Pier Paolo Pasolini’s first feature Accattone (1961) paints a grim portrait of life in the Roman slums: where poverty and desperate living conditions facilitate and normalize crime into an ongoing, perpetual structure of abuse and exploitation.
Accattone (Franco Citti) is a twentysomething pimp operating in the outskirts of Rome. He finds community with other young men who are also criminals (mostly thieves), and during the day they all hang around aimlessly at bars and cafes, mocking those who work legitimate jobs. Even within the circle of friends, though, Accattone is lesser; inside the criminal world, to steal still carries some degree of dignity, doing the labor oneself, while to pimp is dishonorable.
The women who enter Accattone’s orbit are initially intrigued by his charms, but later come to terms with what being in his life entails.
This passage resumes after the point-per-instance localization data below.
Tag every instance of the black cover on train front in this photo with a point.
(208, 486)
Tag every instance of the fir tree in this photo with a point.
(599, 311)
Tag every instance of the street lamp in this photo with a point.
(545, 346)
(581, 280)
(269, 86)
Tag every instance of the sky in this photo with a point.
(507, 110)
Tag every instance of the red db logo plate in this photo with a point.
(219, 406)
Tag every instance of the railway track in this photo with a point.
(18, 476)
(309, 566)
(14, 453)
His estranged wife Ascenza, and the children he had with her, live separately, and she wants nothing to do with him anymore. Maddalena, in his employ and in love with him, is forgotten once she’s in jail, for truthfully reporting a horrible attack committed to her. And Stella, an image of purity when they first meet, is groomed into prostitution herself shortly after.
An inescapable sense of hopelessness permeates through the entire slum community, a world from which there is no way out. For Accattone specifically, the topic of his death recurs throughout the film: he takes on a bet that he won’t drown swimming the Tevere after eating a huge meal, he jokes about what his tombstone will read, and even puts up with his friends jeering that he should go and kill himself. In a moment of desperation, having tried a day of hard manual labor, he shouts, “Either the world kills me or I kill it,” rejecting a system that, for him, has become unlivable.
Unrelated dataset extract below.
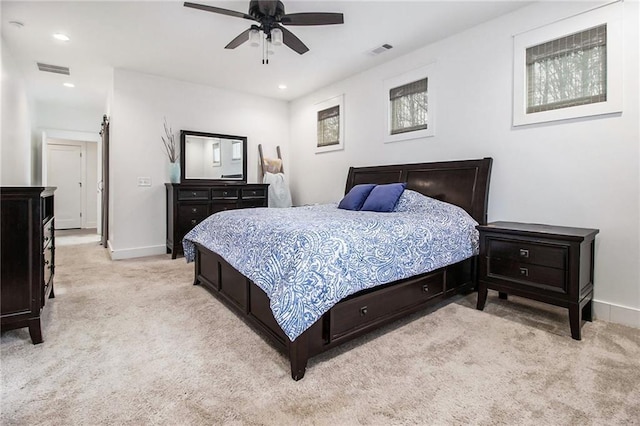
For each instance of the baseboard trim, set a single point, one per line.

Through the brutal landscape painted by Pasolini, the world is so hopeless and bleak that death is the only escape from the sense of captivity. This unbreaking tension is visually conveyed through two memorable long shots like bookends of Accattone’s women: one with him following Ascenza, begging her to take him back, and another of him with Stella, as he irrationally berates her actions, for giving into the prostitution role he set her up for. These lengthy shots are held constant, unblinking, forcing us to sit with the tension as he first pleads with his ex-wife, and later tears into his new girlfriend. The camera, our point of view, and these two women are each trapped on this long road ahead with Accattone.

As awful as he often is, through his personal treatment of women, and his structural role in their exploitation, he is not without sympathy either. When seeing his estranged wife and children, he is genuinely disappointed with how life turned out, and his absent relationship with his son Iaio. As he says goodbye to Iaio, in an act of desperation, he gently removes the gold chain from his son’s neck, needing money for food. Through Franco Citti’s complex performance, of an often hot-headed, brash young man, in this moment he looks sick with himself and how low he’s become.
If anything, the complicated picture of life in the slums, and of Accattone as our “protagonist,” even challenges the typical narrative structure, with a void of redemption and no real journey of growth. Accattone is an antihero, in maybe the most “anti” sense of the term, but grappling with his surroundings, and the lack of support structure around him, how else could he have turned out? Finding happiness, success, love, all fall secondary to the primal, desperate, need for basic survival, even if that equates to a life of isolation and prolonging the inevitable doom.